Sedikitnya 16.920 nelayan di Bangka Belitung juga menolak beroperasinya kapal isap yang digunakan untuk penambangan biji timah itu karena telah menurunkan hasil tangkapan ikan mereka, kata koordinator Walhi Babel Yudho H Marhoed, Minggu.

Menurut Yudho, sedikitnya 45 unit kapal isap beroperasi di wilayah tangkap nelayan dan memperparah kerusakan serta mengancam kepunahan ekosistem laut.

"Sebanyak 45 kapal isap dan kapal keruk beroperasi di wilayah perairan Kabupaten Bangka, Bangka Selatan dan Bangka Barat yang sebagian di operasikan oleh mitra PT Timah Tbk dan sebanyak 17 unit kapal isap siap masuk ke perairan Belitung namun belum mendapat izin."

Rekanan PT Timah Tbk sudah mengoperasikan 26 unit kapal isap di Bangka Barat untuk penambangan bijih timah dan mereka berencana menambah 14 kapal isap dan 5 kapal keruk lagi.

Ia mengatakan, kegiatan penambangan di wilayah pesisir dan laut mengakibatkan sedimentasi yang dapat menurunkan kualitas ekosistem terumbu karang hingga menyebabkan kematian massal ekosistem terumbu karang.

Padahal, dari 1 km2 terumbu karang yang sehat, dapat diperoleh 20 ton ikan yang cukup untuk memberi makan 1.200 orang di wilayah pesisir setiap tahun (Burke et al., 2002).

Sementara proses pemulihan (recovery) ekosistem ini membutuhkan waktu yang lama hingga lebih dari 50 tahun, ditambah lagi mata bor kapal isap yang mampu menghancurkan kumpulan terumbu karang.

Berdasarkan, penelitian Tim Eksplorasi Terumbu Karang Universitas Bangka Belitung, terumbu karang di wilayah Bangka Barat Pantai Tungau Simpang Gong Kecamatan Simpang Teritip, Pantai Tanjung Ular Kecamatan Mentok dan Pantai Bembang di Desa Pebuar Kecamatan Jebus, sudah rusak meski sebelumnya indah dan alami.

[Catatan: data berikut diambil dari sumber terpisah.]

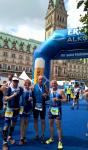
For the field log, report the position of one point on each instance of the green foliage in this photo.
(84, 19)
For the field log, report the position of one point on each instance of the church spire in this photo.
(56, 17)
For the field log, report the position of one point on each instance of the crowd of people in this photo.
(31, 99)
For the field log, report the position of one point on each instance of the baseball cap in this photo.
(15, 79)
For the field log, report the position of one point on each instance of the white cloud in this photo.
(27, 19)
(27, 32)
(74, 14)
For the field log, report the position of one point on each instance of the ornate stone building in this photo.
(56, 18)
(16, 54)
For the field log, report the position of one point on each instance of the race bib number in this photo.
(38, 106)
(54, 110)
(21, 110)
(9, 114)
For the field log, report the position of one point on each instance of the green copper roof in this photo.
(16, 43)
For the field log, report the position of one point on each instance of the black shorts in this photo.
(36, 114)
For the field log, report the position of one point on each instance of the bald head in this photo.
(54, 84)
(40, 80)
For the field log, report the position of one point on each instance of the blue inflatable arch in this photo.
(63, 44)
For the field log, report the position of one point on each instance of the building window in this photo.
(4, 66)
(20, 68)
(13, 55)
(13, 67)
(0, 66)
(20, 57)
(27, 58)
(5, 54)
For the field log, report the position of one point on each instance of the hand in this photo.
(5, 98)
(30, 99)
(15, 94)
(55, 99)
(44, 95)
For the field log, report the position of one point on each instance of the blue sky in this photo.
(26, 18)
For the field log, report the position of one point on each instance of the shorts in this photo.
(36, 114)
(58, 116)
(25, 115)
(8, 120)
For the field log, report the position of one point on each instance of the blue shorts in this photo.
(8, 120)
(25, 115)
(57, 116)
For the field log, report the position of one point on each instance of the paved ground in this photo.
(74, 129)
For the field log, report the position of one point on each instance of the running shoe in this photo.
(42, 139)
(49, 141)
(11, 140)
(5, 146)
(21, 142)
(60, 145)
(36, 138)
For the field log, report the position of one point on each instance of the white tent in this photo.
(24, 76)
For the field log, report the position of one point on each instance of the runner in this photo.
(25, 111)
(39, 107)
(55, 112)
(12, 110)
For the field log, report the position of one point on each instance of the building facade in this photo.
(56, 18)
(16, 54)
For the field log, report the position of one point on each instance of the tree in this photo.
(84, 19)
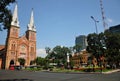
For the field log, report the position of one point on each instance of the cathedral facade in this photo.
(19, 46)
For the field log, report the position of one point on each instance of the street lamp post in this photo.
(68, 61)
(95, 23)
(97, 40)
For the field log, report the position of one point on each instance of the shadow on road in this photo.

Aksivitas penambangan menyebabkan karang kering beragam bentuk dan warna sulit lagi ditemukan di perairan Kabupaten Bangka Selatan, Kabupaten Bangka Tengah, Pulau Semujur, Pulau Pebuar, dan Kabupaten Bangka Induk.

"Biota-biota laut khas terumbu karang yang beraneka warna dan bentuk tak banyak lagi dijumpai kecuali bulu babi (Diadema sp.) akibat pencemaran penambangan kapal isap, semua karang telah ditutupi oleh sedimen bekas aktivitas penambangan dan karang yang telah ditutupi itu mati secara merata, tertutama pada jenis karang keras (hardcoral)," ujarnya.

Penambangan di wilayah Pesisir dan Laut Bangka Belitung harus dihentikan dan menuntut pertanggung jawaban atas pengerusakan lingkungan yang terjadi di wilayah pesisir dan laut Bangka Belitung.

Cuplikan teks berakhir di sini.